Algorithm#

The runtime part of the cuda/algorithm header provides stream-ordered, byte-wise primitives that operate on cuda::std::span and cuda::std::mdspan-compatible types. They require a cuda::stream_ref to enqueue work.

cuda::copy_bytes#

Launch a byte-wise copy from source to destination on the provided stream.

  • Signature: copy_bytes(stream, src, dst, config = {})

  • Overloads accept cuda::std::span-convertible contiguous ranges or cuda::std::mdspan-convertible multi-dimensional views.
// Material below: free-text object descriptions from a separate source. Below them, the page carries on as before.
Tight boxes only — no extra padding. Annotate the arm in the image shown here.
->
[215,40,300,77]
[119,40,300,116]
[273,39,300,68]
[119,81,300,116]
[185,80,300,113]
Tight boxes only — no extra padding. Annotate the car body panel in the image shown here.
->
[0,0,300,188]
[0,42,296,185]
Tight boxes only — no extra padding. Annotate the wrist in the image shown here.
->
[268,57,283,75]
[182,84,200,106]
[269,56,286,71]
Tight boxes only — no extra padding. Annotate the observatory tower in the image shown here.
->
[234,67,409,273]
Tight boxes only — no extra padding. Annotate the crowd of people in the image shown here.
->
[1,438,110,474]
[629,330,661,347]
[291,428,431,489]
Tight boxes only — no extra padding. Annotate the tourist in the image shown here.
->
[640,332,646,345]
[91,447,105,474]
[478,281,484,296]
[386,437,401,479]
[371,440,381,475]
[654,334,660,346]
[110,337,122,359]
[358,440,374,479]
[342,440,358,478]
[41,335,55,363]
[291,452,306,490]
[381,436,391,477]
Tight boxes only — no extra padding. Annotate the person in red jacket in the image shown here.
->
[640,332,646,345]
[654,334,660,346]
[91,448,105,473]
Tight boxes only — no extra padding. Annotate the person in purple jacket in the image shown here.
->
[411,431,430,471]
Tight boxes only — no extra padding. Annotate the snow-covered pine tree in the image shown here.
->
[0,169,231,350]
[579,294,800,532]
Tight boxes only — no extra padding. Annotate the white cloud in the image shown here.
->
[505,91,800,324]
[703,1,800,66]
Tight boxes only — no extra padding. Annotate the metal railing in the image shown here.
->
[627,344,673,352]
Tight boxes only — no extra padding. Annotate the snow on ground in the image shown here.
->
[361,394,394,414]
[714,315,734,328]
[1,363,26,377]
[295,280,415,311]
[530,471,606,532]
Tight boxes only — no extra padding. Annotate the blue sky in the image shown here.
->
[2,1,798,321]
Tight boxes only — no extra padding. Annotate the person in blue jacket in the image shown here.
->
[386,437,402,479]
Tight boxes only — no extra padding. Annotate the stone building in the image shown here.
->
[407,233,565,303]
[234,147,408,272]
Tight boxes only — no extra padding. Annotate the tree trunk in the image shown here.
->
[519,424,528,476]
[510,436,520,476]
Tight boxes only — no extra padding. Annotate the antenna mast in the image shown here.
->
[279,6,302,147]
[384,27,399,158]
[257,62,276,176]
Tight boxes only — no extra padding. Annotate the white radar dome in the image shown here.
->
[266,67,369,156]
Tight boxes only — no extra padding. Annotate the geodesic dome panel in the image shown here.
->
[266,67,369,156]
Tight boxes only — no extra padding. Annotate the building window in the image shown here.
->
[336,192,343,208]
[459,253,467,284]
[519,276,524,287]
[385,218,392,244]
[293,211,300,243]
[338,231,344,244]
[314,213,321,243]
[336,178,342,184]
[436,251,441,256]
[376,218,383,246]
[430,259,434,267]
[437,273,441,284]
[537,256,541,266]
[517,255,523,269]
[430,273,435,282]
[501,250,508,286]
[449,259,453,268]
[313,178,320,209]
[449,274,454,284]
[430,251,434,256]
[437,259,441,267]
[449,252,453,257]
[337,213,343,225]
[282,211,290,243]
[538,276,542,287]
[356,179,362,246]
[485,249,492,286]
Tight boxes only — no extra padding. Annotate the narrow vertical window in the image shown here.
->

  • Elements must be trivially copyable

  • cuda::std::mdspan-convertible types must convert to an mdspan that is exhaustive

  • The optional config argument is a cuda::copy_configuration that controls source access order and managed-memory location hints

Availability: CCCL 3.1.0 / CUDA 13.1

#include <cuda/algorithm>
#include <cuda/stream>
#include <cuda/std/algorithm>
#include <cuda/std/span>

void copy_example(cuda::stream_ref s, cuda::std::span<const int> src, cuda::std::span<int> dst) {
  // copy_bytes copies up to src.size_bytes(); dst can be larger.
  auto n = cuda::std::min(src.size(), dst.size());
  auto src_prefix = src.first(n / 2);
  auto dst_prefix = dst.first(n / 2);
  auto src_suffix = src.subspan(n / 2);
  auto dst_suffix = dst.subspan(n / 2);

  // Default behavior: enqueue a stream-ordered byte-wise copy on stream s.
  cuda::copy_bytes(s, src_prefix, dst_prefix);

  // Advanced behavior: customize source access order for this copy.
  auto config = cuda::copy_configuration{
    .src_access_order = cuda::source_access_order::during_api_call,
  };
  cuda::copy_bytes(s, src_suffix, dst_suffix, config);
}

cuda::fill_bytes#

Launch a byte-wise fill of the destination on the provided stream.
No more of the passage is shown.